Sejurus kemudian, rombongan yang berjumlah 30 orang ini satu persatu mulai terjun ke dalam laut. Hei! Ini lautan lepas, arusnya cukup kencang! Mereka seperti tak peduli. Layaknya itik air yang seminggu tak lihat kolam renang. Dan saya hanya terlihat seperti orang bodoh yang tak jelas mau berbuat apa.

Tak mau kalah, saya pun ikutan masuk kelaut. Google, snorkel, dan fin sudah siap. Byuurr...

Surga Baru dari Pulau Tuan, Aceh Besar
foto by iirm4.blogspot.com
Amazing! Terumbu karang sebesar meja makan berserakan dihadapan saya. Bahkan ada yang sampai hampir sebesar rumah tipe sederhana, terbentang sempurna. Bentangan laut seputar pulau Tuan ternyata juga menyimpan anugrah tuhan yang luar biasa.

Tripang-tripang yang sebesar stik baseball, ikan-ikan karang, mulai dari hitam sampai warna warni. Sesekali, ular laut melintas di dasar laut. Sesekali, jikalau beruntung, saya akan disapa oleh ikan nemo. Sesekali, ada ubur-ubur kecil dan halus yang berenang di permukaan bersama saya.

Tak lama berselang, segerombolan ikan-ikan kecil yang warnanya perpaduan antara kuning dan biru, membentuk kawanan ikan dan seperti tembok ikan.  Hebatnya, saya yang berenang diantar mereka, tetap tidak membuat mereka takut.
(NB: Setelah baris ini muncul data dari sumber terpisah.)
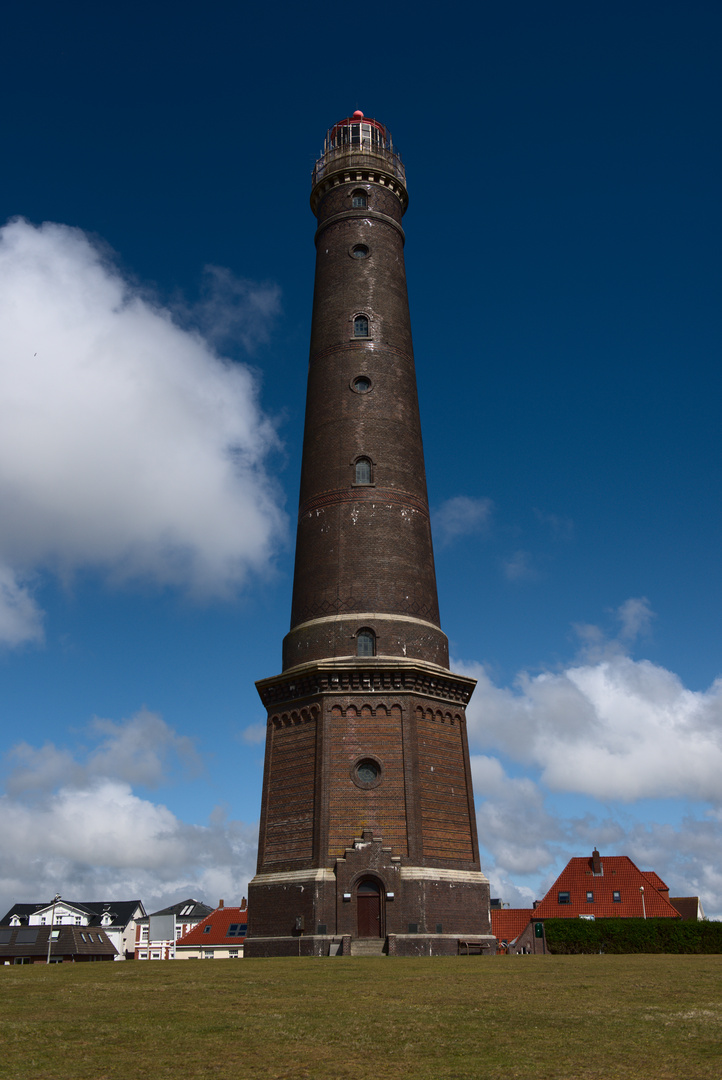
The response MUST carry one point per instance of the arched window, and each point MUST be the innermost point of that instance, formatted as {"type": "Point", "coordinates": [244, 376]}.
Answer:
{"type": "Point", "coordinates": [365, 643]}
{"type": "Point", "coordinates": [363, 471]}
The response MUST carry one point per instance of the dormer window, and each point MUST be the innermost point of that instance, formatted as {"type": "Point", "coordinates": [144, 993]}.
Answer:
{"type": "Point", "coordinates": [365, 643]}
{"type": "Point", "coordinates": [363, 471]}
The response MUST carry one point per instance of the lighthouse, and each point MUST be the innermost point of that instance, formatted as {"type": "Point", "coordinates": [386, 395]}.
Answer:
{"type": "Point", "coordinates": [368, 838]}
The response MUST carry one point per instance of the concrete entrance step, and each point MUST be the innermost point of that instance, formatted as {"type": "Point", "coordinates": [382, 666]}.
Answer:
{"type": "Point", "coordinates": [368, 946]}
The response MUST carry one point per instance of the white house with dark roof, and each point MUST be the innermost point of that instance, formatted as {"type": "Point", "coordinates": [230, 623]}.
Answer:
{"type": "Point", "coordinates": [116, 918]}
{"type": "Point", "coordinates": [157, 934]}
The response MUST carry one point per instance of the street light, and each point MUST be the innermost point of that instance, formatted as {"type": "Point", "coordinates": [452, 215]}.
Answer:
{"type": "Point", "coordinates": [52, 920]}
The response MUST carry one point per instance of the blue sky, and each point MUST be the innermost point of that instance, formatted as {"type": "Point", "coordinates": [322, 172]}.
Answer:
{"type": "Point", "coordinates": [155, 283]}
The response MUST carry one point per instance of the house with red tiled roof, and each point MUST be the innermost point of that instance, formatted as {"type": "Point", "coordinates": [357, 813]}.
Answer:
{"type": "Point", "coordinates": [610, 888]}
{"type": "Point", "coordinates": [219, 936]}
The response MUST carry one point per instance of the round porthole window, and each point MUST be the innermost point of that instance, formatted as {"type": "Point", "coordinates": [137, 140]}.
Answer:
{"type": "Point", "coordinates": [367, 772]}
{"type": "Point", "coordinates": [362, 385]}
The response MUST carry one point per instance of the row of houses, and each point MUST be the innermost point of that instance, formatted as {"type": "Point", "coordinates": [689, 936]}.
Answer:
{"type": "Point", "coordinates": [63, 931]}
{"type": "Point", "coordinates": [593, 888]}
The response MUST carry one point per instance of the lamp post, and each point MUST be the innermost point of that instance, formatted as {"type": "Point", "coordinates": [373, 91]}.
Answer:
{"type": "Point", "coordinates": [52, 920]}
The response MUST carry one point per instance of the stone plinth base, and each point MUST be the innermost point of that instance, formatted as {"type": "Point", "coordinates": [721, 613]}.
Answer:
{"type": "Point", "coordinates": [299, 945]}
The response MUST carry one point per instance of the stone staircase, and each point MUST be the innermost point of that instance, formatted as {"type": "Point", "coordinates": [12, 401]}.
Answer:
{"type": "Point", "coordinates": [368, 946]}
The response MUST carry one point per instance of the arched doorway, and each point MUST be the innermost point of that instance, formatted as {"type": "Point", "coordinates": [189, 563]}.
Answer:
{"type": "Point", "coordinates": [368, 908]}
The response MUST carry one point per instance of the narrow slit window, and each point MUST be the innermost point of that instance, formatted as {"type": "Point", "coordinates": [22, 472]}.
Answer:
{"type": "Point", "coordinates": [363, 471]}
{"type": "Point", "coordinates": [366, 643]}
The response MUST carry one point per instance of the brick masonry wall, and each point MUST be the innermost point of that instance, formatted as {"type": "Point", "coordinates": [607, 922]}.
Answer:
{"type": "Point", "coordinates": [363, 549]}
{"type": "Point", "coordinates": [290, 785]}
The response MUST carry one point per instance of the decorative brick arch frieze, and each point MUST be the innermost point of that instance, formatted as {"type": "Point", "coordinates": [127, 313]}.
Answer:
{"type": "Point", "coordinates": [376, 709]}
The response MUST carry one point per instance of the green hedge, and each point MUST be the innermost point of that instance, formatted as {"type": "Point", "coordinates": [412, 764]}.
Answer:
{"type": "Point", "coordinates": [631, 935]}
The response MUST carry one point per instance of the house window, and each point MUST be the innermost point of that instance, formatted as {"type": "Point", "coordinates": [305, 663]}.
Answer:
{"type": "Point", "coordinates": [363, 471]}
{"type": "Point", "coordinates": [365, 643]}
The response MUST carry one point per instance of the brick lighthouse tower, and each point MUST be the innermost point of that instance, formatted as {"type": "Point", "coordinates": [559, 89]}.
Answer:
{"type": "Point", "coordinates": [368, 831]}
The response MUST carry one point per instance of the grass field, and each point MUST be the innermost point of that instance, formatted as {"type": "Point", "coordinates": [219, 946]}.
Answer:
{"type": "Point", "coordinates": [577, 1017]}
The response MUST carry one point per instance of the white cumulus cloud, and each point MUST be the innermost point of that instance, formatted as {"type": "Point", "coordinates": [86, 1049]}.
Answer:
{"type": "Point", "coordinates": [71, 822]}
{"type": "Point", "coordinates": [126, 444]}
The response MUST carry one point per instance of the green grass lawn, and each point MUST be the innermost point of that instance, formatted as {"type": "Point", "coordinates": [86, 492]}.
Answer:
{"type": "Point", "coordinates": [445, 1018]}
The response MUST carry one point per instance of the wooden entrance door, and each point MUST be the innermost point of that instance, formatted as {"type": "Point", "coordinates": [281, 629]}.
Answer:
{"type": "Point", "coordinates": [368, 900]}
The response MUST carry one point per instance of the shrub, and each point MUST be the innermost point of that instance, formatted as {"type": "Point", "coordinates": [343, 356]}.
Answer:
{"type": "Point", "coordinates": [631, 935]}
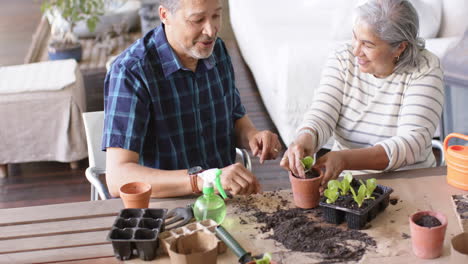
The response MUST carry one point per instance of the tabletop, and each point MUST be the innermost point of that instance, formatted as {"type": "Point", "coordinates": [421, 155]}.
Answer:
{"type": "Point", "coordinates": [76, 232]}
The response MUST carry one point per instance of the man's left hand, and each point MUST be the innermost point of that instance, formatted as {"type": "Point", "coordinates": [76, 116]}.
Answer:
{"type": "Point", "coordinates": [265, 145]}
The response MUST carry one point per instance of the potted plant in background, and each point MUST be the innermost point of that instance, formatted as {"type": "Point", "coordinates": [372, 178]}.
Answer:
{"type": "Point", "coordinates": [63, 16]}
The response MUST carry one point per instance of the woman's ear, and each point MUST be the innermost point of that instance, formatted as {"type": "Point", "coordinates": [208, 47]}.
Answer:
{"type": "Point", "coordinates": [401, 48]}
{"type": "Point", "coordinates": [163, 14]}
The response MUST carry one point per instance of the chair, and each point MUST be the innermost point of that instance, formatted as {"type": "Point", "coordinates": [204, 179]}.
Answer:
{"type": "Point", "coordinates": [94, 123]}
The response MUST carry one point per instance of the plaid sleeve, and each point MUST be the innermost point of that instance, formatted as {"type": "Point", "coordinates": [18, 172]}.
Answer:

Saya malah di kelilingi oleh ikan-ikan cantik tersebut. Rasanya? Hari itu saya merasa seperti sedang dalam sebuah film documenter National Geographic! Menari mereka, membentuk sebuah pola yang menarik. Seperti sebuah permadani yang berasal dari Persia. Begitu indah.

Bentangan karang meja dan bercabang yang tersebar dimana-mana membuat saya sedikit kebingungan. Bagaimana tidak, semuanya cantik dan memiliki keindahan masing-masing. Sesekali, saya menemukan karang yang berwarna ungu. Sesekali, ada juga karang batik. Cukup lengkap. Menarik, asyik, serta terhitung terjangkau.

Mungkin, sepintas, tidak ada yang membedakan snorkelling di pulau Tuan dengan pulau rubiah sana. Tapi, snorkelling di pulau Tuan memiliki tantangan tersendiri. Bersnorkelling dengan posisi karang mencapai 5 meter lebih tentu memerlukan keberanian khusus. Belum lagi, lokasinya yang bisa dikatakan masih perawan, masih bersih dari sampah dan jamahan tangan-tangan yang tidak bertanggung jawab. Arus laut yang cukup kuat juga menjadi sebuah sensasi tersendiri. Tentunya, tenaga harus ekstra agar tidak cepat terbawa arus.


Surga Baru dari Pulau Tuan, Aceh Besar
foto by iirm4.blogspot.com
Saya terpaku sejenak. Terdiam, melayangkan pandangan ke kota Banda Aceh yang terlihat dari pantai pulau Tuan,  sembari bersantap makan siang di pesisir pantai pulau ini. Saya mengistirahatkan otot-otot kaki yang sudah mulai lelah. Matahari sudah mulai naik ke pertengahan bumi Banda. Sebentar lagi siang, petualangan baru pun menanti di depan mata. Sayang, saya belum bisa mengantongi ijin Diving. Hingga akhirnya hanya bisa menikmati semuanya dengan bersnorkelling.